Robyn Penn Paradise Lost
31 January – 28 February 2017
Opening reception: Tuesday 31st January, 18h00
Barnard Gallery is pleased to present a solo exhibition of work by Robyn Penn entitled Paradise Lost.
Spaces of uncertainty, of unknowing, are very often acutely uncomfortable spaces to occupy. Despite being essential moments of tension which pervade the human psyche, continuous realities of our engagement with the world around us, they are nonetheless spaces which we actively resist and avoid. Yet they are undeniably spaces of potential, and it is our response to uncertainty that dictates whether this potential is generative or destructive. The paradox of this potential occupies a central role in the work of Robyn Penn. From within an ongoing preoccupation with the crisis of climate change, Penn ruminates upon the ways in which human beings endeavour to conquer uncertainty through an attempted mastery or order of the world, and the devastating environmental consequences these attempts hold.
As one of the most difficult variables to measure and predict within the science of climate change, the cloud has become a consistent and charged symbol within Penn’s oeuvre. Functioning as a visual metonym for an uncertainty that is both global and personal, universal and particular, the cloud also directly references the realities of climate change. Reappearing like a strange phantom in uncanny stillness, Penn’s clouds are weighty with an undeniable sense of foreboding and disquiet, a nebulousness that is psychological as well as physical. Penn’s repetition of the cloud visually recalls the methods of Surrealist painter René Magritte; while her affinity with 18th century Romanticism is evident in her desire to, through this repetition, both resist chaos and relinquish herself to the sublime processes of transformation and dissolution.

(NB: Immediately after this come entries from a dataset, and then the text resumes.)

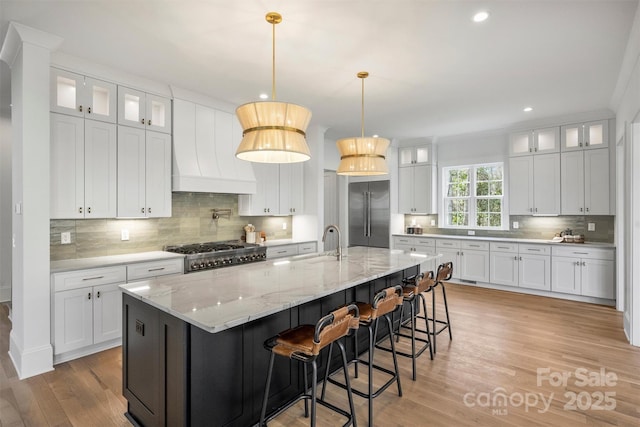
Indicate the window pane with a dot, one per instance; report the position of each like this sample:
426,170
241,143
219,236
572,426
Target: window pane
482,189
496,188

Robyn Penn (nee Arenstein) was born in South Africa in 1973 and currently lives and works in Johannesburg. The artist was awarded an honours degree, with distinction, in Fine arts from Canterbury University, New Zealand and also spent one year training in Fine Arts at The University of the Witwatersrand, Johannesburg. Previous exhibitions have included Cloud of Unknowing (2015), Echo (2013) and Exit (2012) all at David Krut Projects, Johannesburg.
Paradise Lost is the artist’s first solo exhibition in Cape Town.